「自分の人生を懸けて“顔も知らない指示役”を支えることに」…巧妙すぎる闇バイトの“リクルート術”に迫る
世間を震撼させている「闇バイト」を契機とした凶悪犯罪。特徴的なのが、犯罪の実行役に20代前半の若者が多い点だ。なぜ、若者は安易に犯罪に加担してしまうのか。 【映像】「運ぶだけ」「ボーナスあり」…問題 どっちが闇バイト? 闇バイトについて長年取材を続けている犯罪ジャーナリストの多田文明氏は「10数年以上闇バイトの実態を調査しているが、“誘う側の手口”が巧妙化しており、言葉巧みに騙され、加担してしまう人が増えている印象だ」と語る。 経済アナリストの森永康平氏も、闇バイトによる犯罪について「大元の人たちは(闇バイトを活用した犯罪)歴が長いのでいろんなことを知り尽くしているが、SNSで(犯罪の実行役として)気軽に加担してしまう人たちは何の訓練もせず、当日初めて顔を合わせてそのまま犯行に及んでしまう」と同調。

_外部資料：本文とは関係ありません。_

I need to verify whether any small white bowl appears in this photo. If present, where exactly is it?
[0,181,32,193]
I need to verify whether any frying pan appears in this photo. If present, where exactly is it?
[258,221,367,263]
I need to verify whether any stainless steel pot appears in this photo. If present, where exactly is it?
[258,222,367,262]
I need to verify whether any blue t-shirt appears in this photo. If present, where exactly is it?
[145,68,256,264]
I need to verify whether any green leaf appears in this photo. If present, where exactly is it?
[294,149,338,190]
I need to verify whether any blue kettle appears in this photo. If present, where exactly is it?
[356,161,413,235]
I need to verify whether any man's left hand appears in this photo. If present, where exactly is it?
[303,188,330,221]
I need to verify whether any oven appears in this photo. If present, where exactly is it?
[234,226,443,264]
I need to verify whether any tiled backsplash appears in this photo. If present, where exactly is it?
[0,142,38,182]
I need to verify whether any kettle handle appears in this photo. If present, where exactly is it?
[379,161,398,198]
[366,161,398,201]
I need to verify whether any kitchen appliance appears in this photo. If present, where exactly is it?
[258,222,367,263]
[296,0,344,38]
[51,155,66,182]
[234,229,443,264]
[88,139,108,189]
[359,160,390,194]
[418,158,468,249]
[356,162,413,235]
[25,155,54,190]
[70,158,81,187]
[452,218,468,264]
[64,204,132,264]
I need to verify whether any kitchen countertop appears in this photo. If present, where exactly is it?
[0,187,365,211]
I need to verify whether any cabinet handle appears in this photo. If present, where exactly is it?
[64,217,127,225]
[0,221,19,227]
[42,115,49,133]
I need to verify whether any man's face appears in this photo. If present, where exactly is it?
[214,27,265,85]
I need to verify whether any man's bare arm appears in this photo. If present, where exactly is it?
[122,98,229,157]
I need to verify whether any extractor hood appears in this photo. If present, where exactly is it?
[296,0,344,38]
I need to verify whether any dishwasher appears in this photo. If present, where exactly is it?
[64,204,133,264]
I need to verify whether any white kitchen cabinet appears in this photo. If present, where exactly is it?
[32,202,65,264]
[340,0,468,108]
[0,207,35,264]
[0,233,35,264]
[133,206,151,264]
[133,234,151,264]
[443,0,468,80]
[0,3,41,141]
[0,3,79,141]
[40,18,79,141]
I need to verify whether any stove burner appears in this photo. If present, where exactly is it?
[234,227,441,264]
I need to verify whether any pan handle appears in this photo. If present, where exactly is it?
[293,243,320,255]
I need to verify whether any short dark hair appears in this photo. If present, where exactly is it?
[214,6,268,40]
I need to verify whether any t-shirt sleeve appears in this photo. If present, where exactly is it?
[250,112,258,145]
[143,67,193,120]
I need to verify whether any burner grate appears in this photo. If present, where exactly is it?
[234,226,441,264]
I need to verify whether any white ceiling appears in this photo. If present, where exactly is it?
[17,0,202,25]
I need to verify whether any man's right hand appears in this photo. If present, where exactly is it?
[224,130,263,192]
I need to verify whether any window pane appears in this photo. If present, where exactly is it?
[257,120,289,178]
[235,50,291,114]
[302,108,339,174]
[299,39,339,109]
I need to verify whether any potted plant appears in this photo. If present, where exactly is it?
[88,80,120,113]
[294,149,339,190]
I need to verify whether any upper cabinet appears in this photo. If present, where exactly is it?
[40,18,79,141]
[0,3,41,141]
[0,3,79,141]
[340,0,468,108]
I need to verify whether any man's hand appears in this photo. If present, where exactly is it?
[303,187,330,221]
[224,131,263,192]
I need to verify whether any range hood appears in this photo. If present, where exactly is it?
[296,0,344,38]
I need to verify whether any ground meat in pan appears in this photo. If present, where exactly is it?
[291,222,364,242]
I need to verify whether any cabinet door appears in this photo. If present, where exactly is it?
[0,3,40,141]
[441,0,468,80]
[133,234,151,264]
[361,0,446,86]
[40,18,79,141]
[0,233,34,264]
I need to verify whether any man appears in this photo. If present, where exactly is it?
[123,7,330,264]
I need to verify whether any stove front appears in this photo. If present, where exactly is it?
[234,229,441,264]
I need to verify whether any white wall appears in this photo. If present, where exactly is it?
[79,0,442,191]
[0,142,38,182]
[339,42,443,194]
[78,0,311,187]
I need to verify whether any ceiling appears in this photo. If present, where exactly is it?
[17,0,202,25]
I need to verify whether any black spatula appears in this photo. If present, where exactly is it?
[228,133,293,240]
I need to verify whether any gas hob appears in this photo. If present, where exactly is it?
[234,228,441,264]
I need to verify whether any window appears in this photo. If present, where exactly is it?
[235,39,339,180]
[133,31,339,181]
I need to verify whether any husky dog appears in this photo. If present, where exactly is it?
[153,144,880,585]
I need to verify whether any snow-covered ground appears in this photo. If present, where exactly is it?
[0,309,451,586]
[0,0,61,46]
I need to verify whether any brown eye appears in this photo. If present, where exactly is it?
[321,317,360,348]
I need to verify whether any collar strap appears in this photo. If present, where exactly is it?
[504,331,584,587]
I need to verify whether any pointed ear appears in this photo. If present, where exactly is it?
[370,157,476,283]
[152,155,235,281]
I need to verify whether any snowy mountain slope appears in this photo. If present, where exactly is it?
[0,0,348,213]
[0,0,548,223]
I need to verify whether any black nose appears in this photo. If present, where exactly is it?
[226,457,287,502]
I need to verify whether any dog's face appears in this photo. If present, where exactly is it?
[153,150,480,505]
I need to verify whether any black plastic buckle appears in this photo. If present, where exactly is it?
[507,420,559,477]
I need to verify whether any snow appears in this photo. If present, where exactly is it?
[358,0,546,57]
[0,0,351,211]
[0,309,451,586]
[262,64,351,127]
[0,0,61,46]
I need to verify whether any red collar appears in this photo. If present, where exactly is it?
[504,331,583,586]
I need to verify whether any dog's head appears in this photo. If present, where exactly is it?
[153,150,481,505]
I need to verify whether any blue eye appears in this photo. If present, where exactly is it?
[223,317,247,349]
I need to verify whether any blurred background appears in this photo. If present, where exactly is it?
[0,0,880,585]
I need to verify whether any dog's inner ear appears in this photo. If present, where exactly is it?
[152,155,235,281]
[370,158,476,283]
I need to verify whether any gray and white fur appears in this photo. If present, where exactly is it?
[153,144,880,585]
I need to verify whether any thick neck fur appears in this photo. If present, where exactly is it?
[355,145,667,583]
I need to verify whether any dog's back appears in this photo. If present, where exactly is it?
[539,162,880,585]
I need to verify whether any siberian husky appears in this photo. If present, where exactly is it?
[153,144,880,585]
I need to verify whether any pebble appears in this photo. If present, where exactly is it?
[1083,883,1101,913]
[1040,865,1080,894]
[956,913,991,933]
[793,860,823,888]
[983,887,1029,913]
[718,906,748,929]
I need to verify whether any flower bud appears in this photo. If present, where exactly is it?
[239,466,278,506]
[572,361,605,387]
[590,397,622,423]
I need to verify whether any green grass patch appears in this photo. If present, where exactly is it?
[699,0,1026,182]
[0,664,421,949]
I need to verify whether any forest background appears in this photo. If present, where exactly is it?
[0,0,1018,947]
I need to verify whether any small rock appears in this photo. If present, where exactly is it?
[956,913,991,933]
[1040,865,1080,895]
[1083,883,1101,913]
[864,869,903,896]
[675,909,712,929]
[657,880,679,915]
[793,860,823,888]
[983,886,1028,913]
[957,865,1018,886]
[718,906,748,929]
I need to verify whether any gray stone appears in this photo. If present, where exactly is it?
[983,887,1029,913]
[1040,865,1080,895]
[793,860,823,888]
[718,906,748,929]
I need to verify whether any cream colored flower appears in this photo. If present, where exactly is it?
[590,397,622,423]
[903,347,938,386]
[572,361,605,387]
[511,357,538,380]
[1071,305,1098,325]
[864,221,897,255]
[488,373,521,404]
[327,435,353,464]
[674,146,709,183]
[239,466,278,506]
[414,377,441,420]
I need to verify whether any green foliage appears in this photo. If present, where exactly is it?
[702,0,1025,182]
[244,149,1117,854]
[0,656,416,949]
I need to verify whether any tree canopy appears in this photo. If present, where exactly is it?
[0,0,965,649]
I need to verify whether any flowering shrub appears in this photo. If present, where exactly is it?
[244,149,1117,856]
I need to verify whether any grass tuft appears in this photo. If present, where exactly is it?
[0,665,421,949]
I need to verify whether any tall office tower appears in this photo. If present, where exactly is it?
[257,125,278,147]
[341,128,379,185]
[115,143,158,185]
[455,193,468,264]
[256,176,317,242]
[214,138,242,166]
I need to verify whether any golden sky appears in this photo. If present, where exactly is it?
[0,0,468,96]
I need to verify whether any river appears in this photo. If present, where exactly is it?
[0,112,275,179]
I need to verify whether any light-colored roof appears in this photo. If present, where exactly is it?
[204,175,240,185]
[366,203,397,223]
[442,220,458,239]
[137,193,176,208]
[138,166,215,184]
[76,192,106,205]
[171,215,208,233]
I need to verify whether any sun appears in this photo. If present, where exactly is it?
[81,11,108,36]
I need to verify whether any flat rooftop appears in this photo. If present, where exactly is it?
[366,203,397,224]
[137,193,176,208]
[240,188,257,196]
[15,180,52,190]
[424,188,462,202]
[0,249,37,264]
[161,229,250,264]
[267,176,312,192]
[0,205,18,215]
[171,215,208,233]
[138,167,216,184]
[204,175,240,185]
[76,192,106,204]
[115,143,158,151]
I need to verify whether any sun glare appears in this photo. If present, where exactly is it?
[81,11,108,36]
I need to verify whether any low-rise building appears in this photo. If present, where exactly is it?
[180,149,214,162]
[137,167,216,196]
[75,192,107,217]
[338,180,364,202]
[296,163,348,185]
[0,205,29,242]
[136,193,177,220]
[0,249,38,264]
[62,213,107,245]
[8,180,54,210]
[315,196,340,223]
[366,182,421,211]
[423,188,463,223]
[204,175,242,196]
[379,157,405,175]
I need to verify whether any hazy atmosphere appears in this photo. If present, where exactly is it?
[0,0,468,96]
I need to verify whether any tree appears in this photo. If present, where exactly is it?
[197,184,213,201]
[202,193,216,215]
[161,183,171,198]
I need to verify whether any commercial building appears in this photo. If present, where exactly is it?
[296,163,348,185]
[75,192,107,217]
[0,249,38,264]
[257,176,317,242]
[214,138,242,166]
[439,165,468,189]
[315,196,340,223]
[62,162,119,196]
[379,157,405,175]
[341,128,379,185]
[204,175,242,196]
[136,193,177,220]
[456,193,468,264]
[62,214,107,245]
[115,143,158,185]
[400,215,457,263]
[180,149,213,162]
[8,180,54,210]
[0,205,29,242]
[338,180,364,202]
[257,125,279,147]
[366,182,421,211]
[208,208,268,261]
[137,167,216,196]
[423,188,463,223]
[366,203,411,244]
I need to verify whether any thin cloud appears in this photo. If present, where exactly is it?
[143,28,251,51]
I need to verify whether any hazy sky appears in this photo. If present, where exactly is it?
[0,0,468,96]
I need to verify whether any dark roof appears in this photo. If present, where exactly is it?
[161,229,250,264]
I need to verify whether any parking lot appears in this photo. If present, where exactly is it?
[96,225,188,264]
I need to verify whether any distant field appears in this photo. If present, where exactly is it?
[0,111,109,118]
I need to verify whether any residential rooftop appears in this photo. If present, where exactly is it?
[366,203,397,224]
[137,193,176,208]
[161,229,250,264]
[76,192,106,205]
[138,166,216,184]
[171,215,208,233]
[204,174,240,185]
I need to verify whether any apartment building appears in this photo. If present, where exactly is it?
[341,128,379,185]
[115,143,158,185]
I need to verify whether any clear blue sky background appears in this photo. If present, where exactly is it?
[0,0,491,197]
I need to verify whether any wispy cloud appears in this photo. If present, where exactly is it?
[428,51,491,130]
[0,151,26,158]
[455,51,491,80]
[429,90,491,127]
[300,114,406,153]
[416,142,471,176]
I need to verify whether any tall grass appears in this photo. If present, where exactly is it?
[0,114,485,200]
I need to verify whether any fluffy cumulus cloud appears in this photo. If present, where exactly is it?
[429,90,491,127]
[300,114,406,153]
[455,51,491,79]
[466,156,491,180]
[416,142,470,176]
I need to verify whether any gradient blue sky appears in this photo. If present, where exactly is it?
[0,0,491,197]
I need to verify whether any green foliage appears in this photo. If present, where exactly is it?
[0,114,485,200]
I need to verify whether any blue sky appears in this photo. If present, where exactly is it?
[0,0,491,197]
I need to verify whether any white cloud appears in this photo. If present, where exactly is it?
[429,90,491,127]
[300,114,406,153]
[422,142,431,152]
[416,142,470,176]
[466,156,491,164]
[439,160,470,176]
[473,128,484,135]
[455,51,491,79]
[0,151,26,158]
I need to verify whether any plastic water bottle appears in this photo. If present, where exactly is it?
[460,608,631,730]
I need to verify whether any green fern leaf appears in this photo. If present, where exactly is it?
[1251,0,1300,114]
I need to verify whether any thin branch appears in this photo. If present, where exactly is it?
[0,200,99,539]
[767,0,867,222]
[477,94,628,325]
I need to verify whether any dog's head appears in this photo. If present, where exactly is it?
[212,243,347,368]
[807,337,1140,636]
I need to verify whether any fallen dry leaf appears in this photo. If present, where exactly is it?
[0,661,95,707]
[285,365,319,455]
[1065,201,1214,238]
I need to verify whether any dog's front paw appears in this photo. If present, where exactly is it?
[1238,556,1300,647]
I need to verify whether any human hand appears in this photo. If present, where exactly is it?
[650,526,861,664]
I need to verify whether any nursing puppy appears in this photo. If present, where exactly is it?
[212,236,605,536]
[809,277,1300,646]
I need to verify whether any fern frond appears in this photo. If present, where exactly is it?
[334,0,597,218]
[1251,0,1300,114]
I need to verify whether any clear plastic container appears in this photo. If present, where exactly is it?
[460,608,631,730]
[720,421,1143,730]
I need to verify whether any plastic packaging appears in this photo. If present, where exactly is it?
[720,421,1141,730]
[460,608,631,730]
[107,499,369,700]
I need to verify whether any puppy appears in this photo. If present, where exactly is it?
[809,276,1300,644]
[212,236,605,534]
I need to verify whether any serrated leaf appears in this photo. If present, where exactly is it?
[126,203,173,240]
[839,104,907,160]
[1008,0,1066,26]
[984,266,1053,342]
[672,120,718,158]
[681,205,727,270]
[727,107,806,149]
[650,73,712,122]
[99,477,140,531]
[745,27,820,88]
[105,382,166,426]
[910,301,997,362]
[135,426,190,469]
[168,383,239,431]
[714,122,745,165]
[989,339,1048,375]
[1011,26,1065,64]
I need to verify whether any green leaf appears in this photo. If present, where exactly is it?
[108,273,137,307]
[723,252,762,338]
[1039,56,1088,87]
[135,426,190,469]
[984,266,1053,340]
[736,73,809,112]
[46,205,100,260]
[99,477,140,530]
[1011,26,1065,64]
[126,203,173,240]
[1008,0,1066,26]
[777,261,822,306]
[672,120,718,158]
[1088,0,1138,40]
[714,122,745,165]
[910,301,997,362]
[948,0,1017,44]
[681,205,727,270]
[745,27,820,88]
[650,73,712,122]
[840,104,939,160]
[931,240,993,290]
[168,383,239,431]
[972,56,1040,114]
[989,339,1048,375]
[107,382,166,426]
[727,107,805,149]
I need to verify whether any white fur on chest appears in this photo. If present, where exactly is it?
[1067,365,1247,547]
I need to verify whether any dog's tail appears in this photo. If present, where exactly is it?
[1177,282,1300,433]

加えて、以下のように背景を推察する。 「本当の“ド素人”が強盗しているので力加減がわからず暗証番号聞く“脅しとしての暴力”で殺してしまう。しかも(犯行の)手口が甘いため、逃げた時に平気で足跡や指紋を残すケースがある。強盗殺人は1回やってしまったら何十年も刑務所に入るがそれすらも理解できない、想像できないままやってしまうという恐ろしさがある」 加えて多田氏は、一連の闇バイトが関わる事件の構造について、「かつて特殊詐欺をメインに行なっていた犯罪集団が、現在は強盗まで行っている。その結果、かつての『指示役』と『実行役』という特殊詐欺での構造がそのまま活用され、上の命令の言われたように行動するシステムとなり、凶悪化している」と指摘した。
「指示役」とされる犯人は、闇バイトで募った実行役の個人情報を盾に脅して操るケースが多いという。多田氏も「(犯行グループは)弱みをうまく握ることが巧みだ。相手の一番弱いポイント、どこの恐怖心を突けばいいのかという考え方は、詐欺をする際と同様であり、ここでも(特殊詐欺と同じ手段で)実行、管理されている」と分析する。